3 – “Não é sacrifício excessivo e desrazoável” – Os juízes fazem contas e chegaram a uma conclusão no mundo da matemática: “Os valores da contribuição a que ficam sujeitas as pensões até agora isentas não atingem, em si mesmo e em montante absoluto, expressão muito avultada“. Até abril estavam isentos deste corte os pensionistas que recebiam pensões entre 1.000 e os 1.350 euros. A partir de então, a CES agravada, acreditam os juízes, apesar de ser mais agressiva do que a anterior, não justificou o chumbo e concluem:
“É de aceitar que a prestação mensal exigida aos beneficiários da segurança social atingidos pelo alargamento da base de incidência da CES, pela temporalização das normas que lhe dão suporte e pelos objetivos que visa prosseguir, não constitui um sacrifício particularmente excessivo e desrazoável, que importe violação do princípio da proporcionalidade constitucionalmente censurável”
E no campo dos valores, a Contribuição de Sustentabilidade, apesar de ser duradoura, tem taxas mais baixas: em vez de 3,5%, a taxa base passa a 2% para pensões até 2.000 euros, de 2% a 3,5% nas pensões entre 2.000 euros e 3.500 euros e de 3,5% para pensões de acima desse valor.

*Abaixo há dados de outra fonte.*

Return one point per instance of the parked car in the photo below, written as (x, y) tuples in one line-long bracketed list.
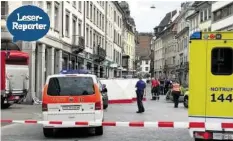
[(105, 96), (186, 95)]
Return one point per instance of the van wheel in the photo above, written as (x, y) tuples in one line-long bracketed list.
[(186, 102), (48, 132), (99, 131)]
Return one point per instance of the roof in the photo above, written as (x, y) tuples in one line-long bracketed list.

Além disso, 0s juízes até elogiam a nova CES quando comparada com a medida que ela substituiu – a convergência dos sistemas de pensões, que na prática significava um corte de 10% nas pensões da Caixa Geral de Aposentações (CGA). É referido no acórdão que, tendo em vista que o Governo tinha de “colmatar o impacto negativo no orçamento da CGA de 395 milhões de euros”, até teve um “sentido redistributivo”. E porquê? Porque aquele montante passou a sair de dois lados: 174 milhões de euros “provenientes dos beneficiários atuais do sistema de pensões” e 220,8 milhões de euros dos impostos através de “transferências do Orçamento de Estado, o que corresponde a cerca de 56% daquela compensação”.
E é neste ponto que o acórdão do TC pode deixar uma luz para aquela que pode ser a avaliação que vai fazer da Contribuição de Sustentabilidade. É que esta faz a mesma coisa: vai buscar parte aos pensionistas e parte aos impostos. Isto porque a Contribuição de Sustentabilidade faz parte de um pacote alargado que vai buscar dinheiro ao universo alargado dos contribuintes: através do aumento do IVA em 0,25 pontos percentuais (para 23,25%) e aos trabalhadores através do aumento da taxa social única em 0,2 pontos percentuais (para 11,2%).

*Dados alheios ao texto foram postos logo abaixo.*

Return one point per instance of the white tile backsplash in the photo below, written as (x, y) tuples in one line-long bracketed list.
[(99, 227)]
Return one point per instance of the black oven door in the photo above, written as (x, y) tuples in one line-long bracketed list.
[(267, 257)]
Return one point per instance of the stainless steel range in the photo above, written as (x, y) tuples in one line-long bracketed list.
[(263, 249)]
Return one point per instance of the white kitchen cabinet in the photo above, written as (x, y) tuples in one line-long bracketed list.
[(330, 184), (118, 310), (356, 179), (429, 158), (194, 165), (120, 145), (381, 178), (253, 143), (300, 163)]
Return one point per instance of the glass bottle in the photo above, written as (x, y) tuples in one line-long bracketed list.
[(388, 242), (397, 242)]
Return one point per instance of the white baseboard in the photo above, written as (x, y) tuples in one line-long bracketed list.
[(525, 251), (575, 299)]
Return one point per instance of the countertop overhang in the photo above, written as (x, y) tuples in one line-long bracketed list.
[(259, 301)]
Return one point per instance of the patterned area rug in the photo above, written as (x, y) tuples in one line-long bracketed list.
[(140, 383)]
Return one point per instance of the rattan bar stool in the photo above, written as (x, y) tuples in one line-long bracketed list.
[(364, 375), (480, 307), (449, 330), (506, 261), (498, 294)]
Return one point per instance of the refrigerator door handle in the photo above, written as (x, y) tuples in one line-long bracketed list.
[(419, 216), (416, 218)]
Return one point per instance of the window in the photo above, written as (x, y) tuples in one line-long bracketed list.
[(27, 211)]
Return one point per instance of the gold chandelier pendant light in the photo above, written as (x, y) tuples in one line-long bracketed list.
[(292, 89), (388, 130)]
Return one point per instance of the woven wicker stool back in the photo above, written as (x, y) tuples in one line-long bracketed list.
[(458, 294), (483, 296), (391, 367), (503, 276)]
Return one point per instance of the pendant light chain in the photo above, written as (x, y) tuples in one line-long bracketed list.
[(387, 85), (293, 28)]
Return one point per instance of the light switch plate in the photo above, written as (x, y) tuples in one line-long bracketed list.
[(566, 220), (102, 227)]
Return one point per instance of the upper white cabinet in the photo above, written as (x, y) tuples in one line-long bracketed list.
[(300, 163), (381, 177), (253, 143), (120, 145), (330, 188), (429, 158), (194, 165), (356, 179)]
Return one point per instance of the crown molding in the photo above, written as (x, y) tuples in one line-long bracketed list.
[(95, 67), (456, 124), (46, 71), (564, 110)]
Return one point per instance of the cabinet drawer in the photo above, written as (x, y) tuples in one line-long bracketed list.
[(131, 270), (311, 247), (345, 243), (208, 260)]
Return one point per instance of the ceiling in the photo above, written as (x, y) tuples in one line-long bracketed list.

A favor desta visão, os juízes lembram no acórdão que tendo em conta as características do nosso sistema, “previdencial”, ele é baseado no princípio “contributivo ou de autofinanciamento”. E por isso, para responder a esse princípio, “a generalidade dos contribuintes é convocada, através dos impostos, a contribuir para o financiamento do sistema” e remata:
“Não é excessivo ou desproporcional que alguns dos beneficiários, que nunca foram sujeitos à CES, possam também contribuir para aquele financiamento, sobretudo numa situação de urgência financeira”.